Daily Reflections January 8, 2017
Chapter 8 provides an account of Ezra’s return to Jerusalem, along with a company of several others. We are given a list of families that are to embark on this trip. A lifetime ago these folks had been told:
But seek the welfare of the city where I have sent you into exile, and pray to the LORD on its behalf, for in its welfare you will find your welfare. (Jeremiah 29:7)
These folks have lived in Babylon for a very long time and, they have prospered and have larger families, some are probably giving up businesses, and some are leaving family behind, but now they are heading back to the land of promise. I imagine there was a mixed sense of excitement and trepidation.
It is also important to note that after Ezra accounts for all of the people travelling back he notices that there are no Levites travelling with them. This poses a big problem for him so he sends some prominent men to convince some of the Levites to accompany this group of returning exiles. Once the Levites show up, Ezra declares a fast, and they pray for a good trip. This is important because as is stated in the text Ezra is ashamed to ask for a military escort, because he has told the king that God is going to protect them on their journey. Not that having an armed escort was wrong; Nehemiah took a group of soldiers with him, on his trip, for protection. Nehemiah saw the soldiers as God’s providence, and Ezra thought that not taking soldiers was God’s providence. Both are valid viewpoints. What makes this doubly interesting is the amount of riches they are taking back. In verses 24-30 we read the amount of gold, silver, and other precious items. Just to give you a reference point 1 talent would have weighed in at around 30 kilograms….needless to say this group of people, undefended, would have been a great target for bandits and thieves. Ezra’s trust in God’s protection was justified as they entered Jerusalem with all of the treasure that they started with. At the end of this chapter we see the work of God ending in the praise of God for the glory of God.

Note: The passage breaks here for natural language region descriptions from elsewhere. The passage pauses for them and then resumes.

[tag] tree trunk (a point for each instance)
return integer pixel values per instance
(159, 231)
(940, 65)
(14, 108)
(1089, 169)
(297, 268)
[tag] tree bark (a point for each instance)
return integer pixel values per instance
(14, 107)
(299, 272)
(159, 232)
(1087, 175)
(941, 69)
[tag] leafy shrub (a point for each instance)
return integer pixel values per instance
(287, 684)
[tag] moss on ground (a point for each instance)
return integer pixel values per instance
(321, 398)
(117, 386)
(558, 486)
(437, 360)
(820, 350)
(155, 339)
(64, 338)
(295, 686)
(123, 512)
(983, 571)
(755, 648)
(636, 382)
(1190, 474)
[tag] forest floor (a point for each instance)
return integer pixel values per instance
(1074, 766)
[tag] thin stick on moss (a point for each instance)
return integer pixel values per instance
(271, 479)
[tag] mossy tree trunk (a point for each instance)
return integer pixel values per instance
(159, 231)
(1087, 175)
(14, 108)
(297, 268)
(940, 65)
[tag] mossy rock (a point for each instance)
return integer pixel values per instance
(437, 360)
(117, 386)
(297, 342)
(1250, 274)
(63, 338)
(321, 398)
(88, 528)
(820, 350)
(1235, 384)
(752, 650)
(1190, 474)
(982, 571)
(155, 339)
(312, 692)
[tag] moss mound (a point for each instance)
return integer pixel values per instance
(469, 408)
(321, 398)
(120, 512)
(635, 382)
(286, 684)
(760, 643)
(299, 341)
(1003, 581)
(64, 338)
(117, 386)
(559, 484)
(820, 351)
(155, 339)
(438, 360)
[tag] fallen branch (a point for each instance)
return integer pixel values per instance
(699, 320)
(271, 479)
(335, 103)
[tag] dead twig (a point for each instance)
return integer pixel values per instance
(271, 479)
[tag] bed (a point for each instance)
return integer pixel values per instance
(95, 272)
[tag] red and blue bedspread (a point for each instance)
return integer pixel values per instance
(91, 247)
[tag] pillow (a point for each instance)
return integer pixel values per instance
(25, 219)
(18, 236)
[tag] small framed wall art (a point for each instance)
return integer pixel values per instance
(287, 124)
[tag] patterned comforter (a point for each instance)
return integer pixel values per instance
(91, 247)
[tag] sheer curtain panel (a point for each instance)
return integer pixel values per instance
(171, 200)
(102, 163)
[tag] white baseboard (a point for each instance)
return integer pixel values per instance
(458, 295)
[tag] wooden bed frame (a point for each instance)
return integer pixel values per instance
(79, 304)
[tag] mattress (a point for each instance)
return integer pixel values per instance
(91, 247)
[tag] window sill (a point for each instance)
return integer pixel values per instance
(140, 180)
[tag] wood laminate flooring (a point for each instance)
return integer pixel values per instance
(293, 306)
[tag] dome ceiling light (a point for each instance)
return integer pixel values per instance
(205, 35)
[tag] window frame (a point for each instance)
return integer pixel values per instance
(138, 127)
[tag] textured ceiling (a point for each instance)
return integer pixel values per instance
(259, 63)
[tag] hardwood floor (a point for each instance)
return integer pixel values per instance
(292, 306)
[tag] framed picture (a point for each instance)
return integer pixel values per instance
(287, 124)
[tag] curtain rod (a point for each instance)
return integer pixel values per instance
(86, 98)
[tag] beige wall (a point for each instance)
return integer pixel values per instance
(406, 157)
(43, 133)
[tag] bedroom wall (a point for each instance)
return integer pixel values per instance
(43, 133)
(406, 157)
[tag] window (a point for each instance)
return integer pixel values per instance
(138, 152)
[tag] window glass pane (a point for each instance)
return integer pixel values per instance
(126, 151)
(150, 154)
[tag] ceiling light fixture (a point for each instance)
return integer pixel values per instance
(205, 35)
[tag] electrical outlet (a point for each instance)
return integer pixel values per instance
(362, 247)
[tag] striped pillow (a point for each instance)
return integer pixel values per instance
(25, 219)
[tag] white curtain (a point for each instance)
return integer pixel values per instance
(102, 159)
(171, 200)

Associate Pastor Jon Welch
In Acts 8 we are introduced to Saul, whom we know better as the Apostle Paul – the greatest missionary in the history of the church. But here we encounter a Saul that is quite unlike the mighty minister who spread the gospel across the Near East. Instead we see a man who is so passionately opposed to the gospel that he is actively seeking out and persecuting Christ’s church.
But Saul was ravaging the church, and entering house after house, he dragged off men and women and committed them to prison. (Acts 8:3 ESV)
In light of the terrorism we see in the news today, take comfort in knowing that the man who brought the gospel to the Gentiles was once a terrorist himself. God hasn’t changed and He will use whomever He desires.
In the midst of persecution, Philip is faithfully carrying on in ministry. An Ethiopian eunuch was studying the scriptures in his chariot and Philip is prompted by the Holy Spirit to get involved.
And the Spirit said to Philip, “Go over and join this chariot.” 30 So Philip ran to him and heard him reading Isaiah the prophet and asked, “Do you understand what you are reading?” 31 And he said, “How can I, unless someone guides me?” And he invited Philip to come up and sit with him. (Acts 8:29-31 ESV)
When the Spirit of God stirs your heart to do something, run and do it. The conversion of this man did not spring from a highly organized evangelistic event or a strategic church plant – though both are valuable. No, this new birth was the result of the Spirit of God prompting, the Word of God being read and explained, and a servant of God being obedient. Christian, expect the Spirit to stir you to action. Believe that the Word of God is powerful to do the work of God. Pray that you will grow in obedience. Watch as God transforms the hearts of men and women around the world – even those of terrorists. God’s word is powerful and good!